Парень. Вернее, тень от него.
Она не ответила. Испугалась.
— Я спрашиваю, ты плачешь? — повторила тень. — Может, случилось что? Такой дождь!..
Лида не знала, что ответить.
Сказала:
— Ну и что — дождь! Все лето так!
Парень совсем растерялся:
— Нет, я думал, что ты, то есть вы… Шел мимо… Здание такое… Высотное… И машины эти… Интересно!.. А тут вдруг увидел…
Какой-то парень. И почему он здесь? Вернее, не парень, а мальчишка. По лицу — мальчишка. И по тощей длинной шее — мальчишка. Промокший под дождем, насквозь промокший, — гадкий утенок.
— Вы что? Боитесь меня? — спросил «гадкий утенок». — Я ведь просто думал… Шел вот и увидел…
— Почему ты думаешь, что я тебя боюсь? — вырвалось у Лиды. Она смахнула капли с носа. Потом — с глаз. То ли это дождь в самом деле, то ли верно она разревелась…
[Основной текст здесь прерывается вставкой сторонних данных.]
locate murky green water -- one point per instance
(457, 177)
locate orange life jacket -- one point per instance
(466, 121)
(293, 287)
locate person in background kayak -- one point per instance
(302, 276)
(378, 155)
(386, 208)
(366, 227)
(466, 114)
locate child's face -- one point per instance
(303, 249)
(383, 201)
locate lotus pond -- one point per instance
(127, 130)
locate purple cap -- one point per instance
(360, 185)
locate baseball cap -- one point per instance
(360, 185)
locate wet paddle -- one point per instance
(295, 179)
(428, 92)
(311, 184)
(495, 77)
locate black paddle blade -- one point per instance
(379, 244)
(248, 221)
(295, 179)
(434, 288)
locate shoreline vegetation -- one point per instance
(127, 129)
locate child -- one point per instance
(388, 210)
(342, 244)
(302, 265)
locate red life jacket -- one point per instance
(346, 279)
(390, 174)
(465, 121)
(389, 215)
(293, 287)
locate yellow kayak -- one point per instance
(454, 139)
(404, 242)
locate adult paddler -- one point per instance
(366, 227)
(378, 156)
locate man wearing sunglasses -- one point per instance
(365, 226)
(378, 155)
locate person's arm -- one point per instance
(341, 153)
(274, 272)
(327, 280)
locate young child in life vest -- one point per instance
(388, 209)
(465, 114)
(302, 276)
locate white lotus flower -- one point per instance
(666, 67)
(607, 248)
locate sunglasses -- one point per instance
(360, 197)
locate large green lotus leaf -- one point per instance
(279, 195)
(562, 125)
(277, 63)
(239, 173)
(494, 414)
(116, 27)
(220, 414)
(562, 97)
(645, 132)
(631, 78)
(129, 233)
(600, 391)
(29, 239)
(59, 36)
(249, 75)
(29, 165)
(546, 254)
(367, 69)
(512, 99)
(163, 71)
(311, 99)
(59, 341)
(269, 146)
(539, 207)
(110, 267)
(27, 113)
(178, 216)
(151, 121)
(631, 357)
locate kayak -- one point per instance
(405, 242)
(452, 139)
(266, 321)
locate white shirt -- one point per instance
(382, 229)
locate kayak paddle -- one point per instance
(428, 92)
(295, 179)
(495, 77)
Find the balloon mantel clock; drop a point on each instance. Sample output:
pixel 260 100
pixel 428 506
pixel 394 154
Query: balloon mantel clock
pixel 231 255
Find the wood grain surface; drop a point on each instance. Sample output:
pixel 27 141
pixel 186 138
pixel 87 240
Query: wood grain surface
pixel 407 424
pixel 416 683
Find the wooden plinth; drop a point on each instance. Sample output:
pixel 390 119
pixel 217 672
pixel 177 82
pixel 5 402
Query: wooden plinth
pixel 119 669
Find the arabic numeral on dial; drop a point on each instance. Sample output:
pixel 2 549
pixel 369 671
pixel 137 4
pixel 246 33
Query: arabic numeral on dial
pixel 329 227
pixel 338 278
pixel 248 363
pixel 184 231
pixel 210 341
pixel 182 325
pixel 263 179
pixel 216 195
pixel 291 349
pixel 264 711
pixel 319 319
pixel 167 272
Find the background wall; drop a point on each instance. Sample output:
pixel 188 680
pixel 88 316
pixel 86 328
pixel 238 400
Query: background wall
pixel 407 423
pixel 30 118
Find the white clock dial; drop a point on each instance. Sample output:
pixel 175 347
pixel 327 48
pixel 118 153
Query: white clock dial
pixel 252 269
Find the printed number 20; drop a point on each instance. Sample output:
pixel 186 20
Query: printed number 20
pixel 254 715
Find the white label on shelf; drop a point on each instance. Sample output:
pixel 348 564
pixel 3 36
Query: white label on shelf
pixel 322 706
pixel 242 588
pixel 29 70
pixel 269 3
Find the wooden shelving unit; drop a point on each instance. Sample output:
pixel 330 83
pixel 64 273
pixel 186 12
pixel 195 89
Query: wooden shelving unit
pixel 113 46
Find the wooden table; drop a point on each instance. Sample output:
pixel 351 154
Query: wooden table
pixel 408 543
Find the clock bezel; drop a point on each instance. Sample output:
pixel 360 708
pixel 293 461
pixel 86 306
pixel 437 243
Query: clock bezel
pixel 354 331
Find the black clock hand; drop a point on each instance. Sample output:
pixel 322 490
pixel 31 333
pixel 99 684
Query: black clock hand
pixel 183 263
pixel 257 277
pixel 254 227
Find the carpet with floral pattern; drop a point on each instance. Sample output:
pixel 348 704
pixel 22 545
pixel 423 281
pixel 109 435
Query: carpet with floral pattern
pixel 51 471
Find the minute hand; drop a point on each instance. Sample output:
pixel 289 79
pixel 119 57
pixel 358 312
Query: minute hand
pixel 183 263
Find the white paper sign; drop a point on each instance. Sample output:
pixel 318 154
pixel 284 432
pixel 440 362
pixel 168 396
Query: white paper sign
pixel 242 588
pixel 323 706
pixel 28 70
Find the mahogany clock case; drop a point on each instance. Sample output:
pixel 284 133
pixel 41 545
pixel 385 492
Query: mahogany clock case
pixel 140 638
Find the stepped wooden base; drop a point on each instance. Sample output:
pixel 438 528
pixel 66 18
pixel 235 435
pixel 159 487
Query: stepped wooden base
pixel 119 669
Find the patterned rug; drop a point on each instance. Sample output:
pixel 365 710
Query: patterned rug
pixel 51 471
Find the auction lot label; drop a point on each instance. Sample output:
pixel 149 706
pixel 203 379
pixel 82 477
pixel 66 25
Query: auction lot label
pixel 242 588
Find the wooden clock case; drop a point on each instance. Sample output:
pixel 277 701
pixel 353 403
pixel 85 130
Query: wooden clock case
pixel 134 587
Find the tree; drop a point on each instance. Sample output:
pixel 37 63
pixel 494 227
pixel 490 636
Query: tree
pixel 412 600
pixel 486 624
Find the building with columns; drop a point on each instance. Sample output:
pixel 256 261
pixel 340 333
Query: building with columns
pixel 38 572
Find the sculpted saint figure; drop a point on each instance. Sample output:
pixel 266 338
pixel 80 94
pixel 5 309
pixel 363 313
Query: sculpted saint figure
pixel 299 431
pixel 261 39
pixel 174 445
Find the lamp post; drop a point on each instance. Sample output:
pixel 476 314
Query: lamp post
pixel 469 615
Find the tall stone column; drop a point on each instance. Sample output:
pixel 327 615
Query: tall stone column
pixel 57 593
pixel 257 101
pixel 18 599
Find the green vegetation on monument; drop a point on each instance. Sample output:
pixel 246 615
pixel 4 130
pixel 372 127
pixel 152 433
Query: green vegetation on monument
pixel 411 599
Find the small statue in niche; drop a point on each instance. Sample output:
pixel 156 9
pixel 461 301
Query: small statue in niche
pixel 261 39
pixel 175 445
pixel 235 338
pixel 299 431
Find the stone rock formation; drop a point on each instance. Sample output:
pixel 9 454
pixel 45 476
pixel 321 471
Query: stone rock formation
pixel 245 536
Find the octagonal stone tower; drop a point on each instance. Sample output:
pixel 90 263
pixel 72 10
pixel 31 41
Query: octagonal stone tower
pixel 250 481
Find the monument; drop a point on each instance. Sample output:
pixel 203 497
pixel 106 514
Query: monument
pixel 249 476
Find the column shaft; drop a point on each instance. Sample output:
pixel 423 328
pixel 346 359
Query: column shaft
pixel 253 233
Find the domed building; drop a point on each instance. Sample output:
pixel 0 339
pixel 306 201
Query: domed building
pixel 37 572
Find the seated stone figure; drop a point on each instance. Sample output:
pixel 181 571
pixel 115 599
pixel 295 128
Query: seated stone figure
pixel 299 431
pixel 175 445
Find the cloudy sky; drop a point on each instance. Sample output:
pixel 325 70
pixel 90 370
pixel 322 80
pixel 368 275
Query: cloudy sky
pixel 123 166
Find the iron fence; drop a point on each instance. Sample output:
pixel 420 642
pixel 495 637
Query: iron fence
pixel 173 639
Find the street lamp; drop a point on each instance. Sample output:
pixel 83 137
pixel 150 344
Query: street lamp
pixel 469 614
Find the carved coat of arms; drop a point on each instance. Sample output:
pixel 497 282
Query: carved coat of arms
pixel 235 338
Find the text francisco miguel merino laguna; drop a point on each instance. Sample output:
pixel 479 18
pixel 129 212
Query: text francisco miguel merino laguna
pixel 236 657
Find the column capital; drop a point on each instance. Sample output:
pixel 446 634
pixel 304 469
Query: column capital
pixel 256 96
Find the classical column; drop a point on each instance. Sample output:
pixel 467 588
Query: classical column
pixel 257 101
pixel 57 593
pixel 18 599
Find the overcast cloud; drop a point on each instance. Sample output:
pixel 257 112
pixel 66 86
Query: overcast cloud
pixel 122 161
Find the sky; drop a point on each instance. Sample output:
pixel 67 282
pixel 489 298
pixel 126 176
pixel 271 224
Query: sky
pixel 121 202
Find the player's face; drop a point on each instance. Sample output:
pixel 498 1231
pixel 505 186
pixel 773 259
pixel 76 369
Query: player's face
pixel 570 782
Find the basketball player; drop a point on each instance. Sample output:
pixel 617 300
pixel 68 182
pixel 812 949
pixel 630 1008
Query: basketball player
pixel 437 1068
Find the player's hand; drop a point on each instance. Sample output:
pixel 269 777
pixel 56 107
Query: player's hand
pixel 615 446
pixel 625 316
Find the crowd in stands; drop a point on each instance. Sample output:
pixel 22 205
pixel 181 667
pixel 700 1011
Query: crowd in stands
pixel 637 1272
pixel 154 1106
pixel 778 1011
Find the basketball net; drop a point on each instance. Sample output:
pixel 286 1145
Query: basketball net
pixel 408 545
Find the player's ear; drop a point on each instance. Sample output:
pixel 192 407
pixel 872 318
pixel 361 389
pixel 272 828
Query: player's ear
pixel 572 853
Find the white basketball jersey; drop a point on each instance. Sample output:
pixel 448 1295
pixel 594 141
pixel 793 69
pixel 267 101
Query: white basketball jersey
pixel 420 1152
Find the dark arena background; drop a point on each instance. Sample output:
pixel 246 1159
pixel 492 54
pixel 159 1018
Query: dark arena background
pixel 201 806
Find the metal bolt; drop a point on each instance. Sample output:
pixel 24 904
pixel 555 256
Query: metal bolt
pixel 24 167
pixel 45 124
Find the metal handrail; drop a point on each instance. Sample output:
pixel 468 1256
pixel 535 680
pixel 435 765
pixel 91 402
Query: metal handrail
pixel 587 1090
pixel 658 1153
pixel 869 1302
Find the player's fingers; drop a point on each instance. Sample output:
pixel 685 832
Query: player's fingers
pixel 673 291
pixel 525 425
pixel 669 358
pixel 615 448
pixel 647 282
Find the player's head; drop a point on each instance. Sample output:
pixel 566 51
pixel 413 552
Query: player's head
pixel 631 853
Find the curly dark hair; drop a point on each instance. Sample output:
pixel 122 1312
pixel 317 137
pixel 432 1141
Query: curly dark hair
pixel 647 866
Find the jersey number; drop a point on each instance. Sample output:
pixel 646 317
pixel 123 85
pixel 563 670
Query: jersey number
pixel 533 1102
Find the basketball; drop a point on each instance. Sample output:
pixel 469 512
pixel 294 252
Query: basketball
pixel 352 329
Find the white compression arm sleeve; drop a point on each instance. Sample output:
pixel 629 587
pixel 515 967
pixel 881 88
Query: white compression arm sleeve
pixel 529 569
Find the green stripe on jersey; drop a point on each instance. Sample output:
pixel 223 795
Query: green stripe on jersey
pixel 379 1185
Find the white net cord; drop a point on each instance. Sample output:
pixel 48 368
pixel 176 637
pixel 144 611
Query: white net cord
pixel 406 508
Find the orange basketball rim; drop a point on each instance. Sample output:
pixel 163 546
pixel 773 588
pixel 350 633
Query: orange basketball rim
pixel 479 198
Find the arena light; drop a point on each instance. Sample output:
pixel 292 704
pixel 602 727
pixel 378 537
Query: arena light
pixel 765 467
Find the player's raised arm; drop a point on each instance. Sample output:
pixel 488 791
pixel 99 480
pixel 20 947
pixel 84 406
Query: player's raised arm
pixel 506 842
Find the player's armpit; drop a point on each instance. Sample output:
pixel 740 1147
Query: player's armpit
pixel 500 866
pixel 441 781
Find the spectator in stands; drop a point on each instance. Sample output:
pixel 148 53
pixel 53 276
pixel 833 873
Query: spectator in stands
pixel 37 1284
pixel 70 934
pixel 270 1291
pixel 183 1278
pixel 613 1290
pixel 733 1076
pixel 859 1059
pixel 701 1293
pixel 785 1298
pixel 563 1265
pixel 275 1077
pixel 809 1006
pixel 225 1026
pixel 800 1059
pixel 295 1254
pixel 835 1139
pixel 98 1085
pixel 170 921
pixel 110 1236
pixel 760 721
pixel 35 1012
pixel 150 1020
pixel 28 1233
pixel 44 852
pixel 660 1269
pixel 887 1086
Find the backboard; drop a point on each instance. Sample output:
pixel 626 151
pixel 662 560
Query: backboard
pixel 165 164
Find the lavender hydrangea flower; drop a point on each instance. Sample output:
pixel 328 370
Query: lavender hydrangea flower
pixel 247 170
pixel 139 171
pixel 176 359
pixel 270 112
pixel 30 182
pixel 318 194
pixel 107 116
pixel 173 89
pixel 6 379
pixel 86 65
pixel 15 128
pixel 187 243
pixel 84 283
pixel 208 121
А вокруг лило и лило… Уже не водяная пыль, не тихий летний дождь, что называют грибным, а настоящий ливень. И впереди уже ничего не было видно: ни окон домов, ни троллейбусов и автобусов, ни машин, ни людей, скрывающихся в переходе и выскакивающих из него, ни даже фонарей — они еле заметно мутились в потоках воды, которыми разразилось черное небо.
— Нет, я не думаю, — сказал мальчишка. — Но почему ты плачешь? Я ведь вижу — плачешь.
Мальчишка. Он рядом с ней — несуразный, длинный, без плаща, в каком-то пиджачишке, измокшем насквозь.
— Тебе сколько лет? — неожиданно спросила Лида.
— Пятнадцать, а что?
— Мне тоже пятнадцать, — сказала она через минуту. И сама спросила: — А почему ты так промок?
Он, кажется, смутился. Носом посопел. Поправил на себе мокрый бумажный пиджак-тряпку.
— Ты иди, иди сюда! — дернула она его за рукав. — Дождь же…
Он пододвинулся ближе к ней, где не было дождя.
— Я просто думал… У тебя что-то случилось?..
Лида увидела круглое лицо его, и нос — курносый, пухлый, смешной нос с каплей на кончике, и опять — длинную шею, вылезающую из-под мокрого ворота пиджака. А на щеке — родинку, большую, круглую, как вишневая косточка, родинку. И глаза — кажется, очень хорошие, чуть грустные и мокрые, глаза.